Personal information
- Born: 12 June 1883 Bordeaux, France
- Died: 10 March 1969 (aged 85) Tonnay-Charente, France
- Height: 170 cm (5 ft 7 in)
- Weight: 65 kg (143 lb)

Sport
- Sport: Athletics
- Events: Pole vault, long jump
- Club: SA Bordeaux (1904–1906 and 1914) FC Talence (1907–1912) CA Bègles (1913)

Achievements and titles
- Personal bests: PV – 3.83 m (1905) LJ – 6.54 m (1907)

Medal record
Representing France
Intercalated Games
| Gold medal – first place | 1906 Athens | Pole vault |

= Fernand Gonder =

French pole vaulter (1883–1969)

Fernand Gonder (12 June 1883 – 10 March 1969) was a French pole vaulter who won the gold medal at the 1906 Intercalated Games.

== Career ==
Gonder was selected to represent France at the 1906 Olympic Games and won gold in the pole jump event. Four years later at the 1912 Summer Olympics he finished 15th in the same event.

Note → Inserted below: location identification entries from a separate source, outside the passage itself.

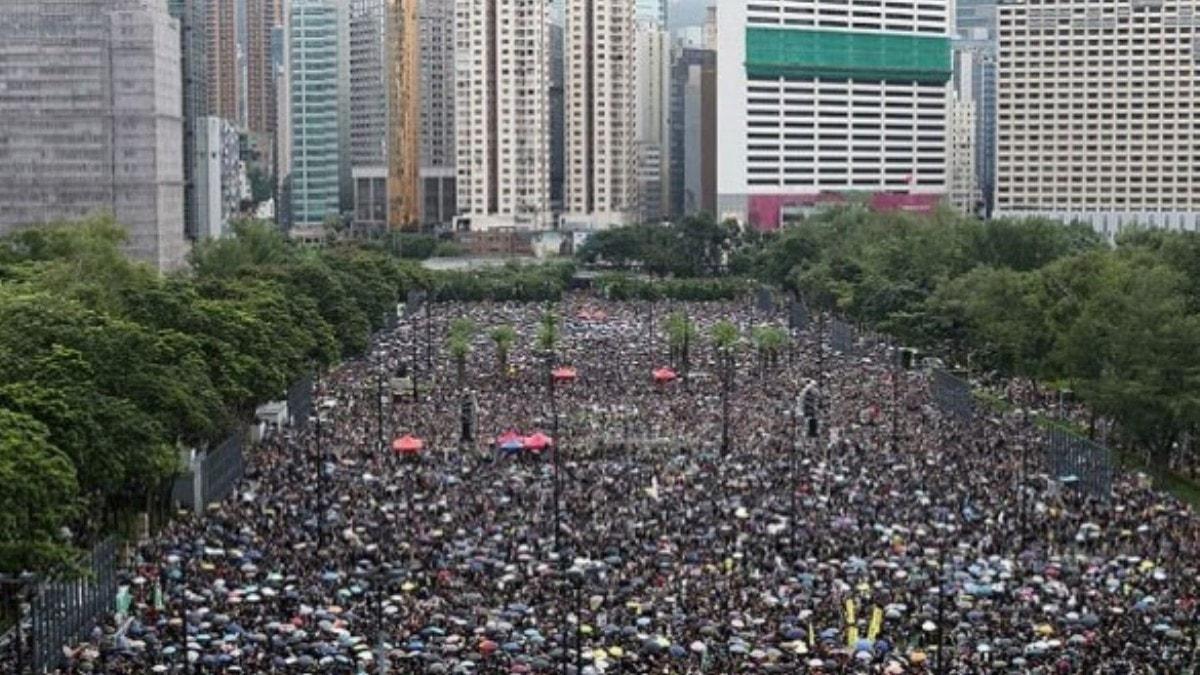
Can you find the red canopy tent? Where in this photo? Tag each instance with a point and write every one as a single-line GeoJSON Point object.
{"type": "Point", "coordinates": [408, 444]}
{"type": "Point", "coordinates": [664, 375]}
{"type": "Point", "coordinates": [539, 442]}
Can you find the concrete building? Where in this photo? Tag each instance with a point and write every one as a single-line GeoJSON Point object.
{"type": "Point", "coordinates": [653, 77]}
{"type": "Point", "coordinates": [369, 113]}
{"type": "Point", "coordinates": [262, 19]}
{"type": "Point", "coordinates": [91, 120]}
{"type": "Point", "coordinates": [601, 114]}
{"type": "Point", "coordinates": [1097, 108]}
{"type": "Point", "coordinates": [502, 114]}
{"type": "Point", "coordinates": [822, 97]}
{"type": "Point", "coordinates": [976, 22]}
{"type": "Point", "coordinates": [693, 132]}
{"type": "Point", "coordinates": [403, 82]}
{"type": "Point", "coordinates": [221, 51]}
{"type": "Point", "coordinates": [220, 175]}
{"type": "Point", "coordinates": [313, 70]}
{"type": "Point", "coordinates": [964, 121]}
{"type": "Point", "coordinates": [439, 201]}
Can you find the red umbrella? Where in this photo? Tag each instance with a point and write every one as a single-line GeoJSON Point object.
{"type": "Point", "coordinates": [539, 442]}
{"type": "Point", "coordinates": [664, 375]}
{"type": "Point", "coordinates": [408, 444]}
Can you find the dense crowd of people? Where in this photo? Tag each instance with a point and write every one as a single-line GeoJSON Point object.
{"type": "Point", "coordinates": [899, 541]}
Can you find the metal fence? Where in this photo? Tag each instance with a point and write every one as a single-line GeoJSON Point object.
{"type": "Point", "coordinates": [841, 336]}
{"type": "Point", "coordinates": [952, 394]}
{"type": "Point", "coordinates": [1080, 463]}
{"type": "Point", "coordinates": [64, 610]}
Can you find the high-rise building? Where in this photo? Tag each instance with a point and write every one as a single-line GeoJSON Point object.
{"type": "Point", "coordinates": [963, 175]}
{"type": "Point", "coordinates": [403, 71]}
{"type": "Point", "coordinates": [976, 22]}
{"type": "Point", "coordinates": [693, 132]}
{"type": "Point", "coordinates": [653, 11]}
{"type": "Point", "coordinates": [822, 97]}
{"type": "Point", "coordinates": [221, 49]}
{"type": "Point", "coordinates": [502, 114]}
{"type": "Point", "coordinates": [369, 113]}
{"type": "Point", "coordinates": [261, 115]}
{"type": "Point", "coordinates": [105, 130]}
{"type": "Point", "coordinates": [313, 70]}
{"type": "Point", "coordinates": [557, 119]}
{"type": "Point", "coordinates": [1097, 108]}
{"type": "Point", "coordinates": [439, 202]}
{"type": "Point", "coordinates": [601, 114]}
{"type": "Point", "coordinates": [653, 75]}
{"type": "Point", "coordinates": [219, 175]}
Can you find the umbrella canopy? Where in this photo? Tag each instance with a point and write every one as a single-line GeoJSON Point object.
{"type": "Point", "coordinates": [664, 375]}
{"type": "Point", "coordinates": [538, 442]}
{"type": "Point", "coordinates": [408, 444]}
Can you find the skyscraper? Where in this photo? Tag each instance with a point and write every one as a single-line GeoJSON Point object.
{"type": "Point", "coordinates": [1097, 108]}
{"type": "Point", "coordinates": [221, 51]}
{"type": "Point", "coordinates": [438, 181]}
{"type": "Point", "coordinates": [315, 69]}
{"type": "Point", "coordinates": [105, 130]}
{"type": "Point", "coordinates": [403, 73]}
{"type": "Point", "coordinates": [823, 97]}
{"type": "Point", "coordinates": [652, 63]}
{"type": "Point", "coordinates": [369, 113]}
{"type": "Point", "coordinates": [502, 114]}
{"type": "Point", "coordinates": [601, 114]}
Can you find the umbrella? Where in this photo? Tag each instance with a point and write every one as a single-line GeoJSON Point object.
{"type": "Point", "coordinates": [664, 375]}
{"type": "Point", "coordinates": [408, 444]}
{"type": "Point", "coordinates": [539, 442]}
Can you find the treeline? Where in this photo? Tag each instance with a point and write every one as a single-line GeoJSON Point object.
{"type": "Point", "coordinates": [108, 368]}
{"type": "Point", "coordinates": [1117, 324]}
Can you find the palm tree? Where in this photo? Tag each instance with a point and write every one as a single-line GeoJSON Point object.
{"type": "Point", "coordinates": [503, 336]}
{"type": "Point", "coordinates": [725, 339]}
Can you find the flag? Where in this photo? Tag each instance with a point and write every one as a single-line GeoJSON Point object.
{"type": "Point", "coordinates": [876, 625]}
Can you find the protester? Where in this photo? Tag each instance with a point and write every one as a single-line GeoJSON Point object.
{"type": "Point", "coordinates": [837, 554]}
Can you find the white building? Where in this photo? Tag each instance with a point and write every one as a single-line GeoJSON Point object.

Gonder was the French champion in 1904, 1905, 1913 and 1914, finishing second in 1912. Gonder also won the British AAA Championships title in the pole jump event at the 1905 AAA Championships. He returned in 1913 to claim third place behind Swedes Clas Gille and Carl Hårleman at the 1913 AAA Championships.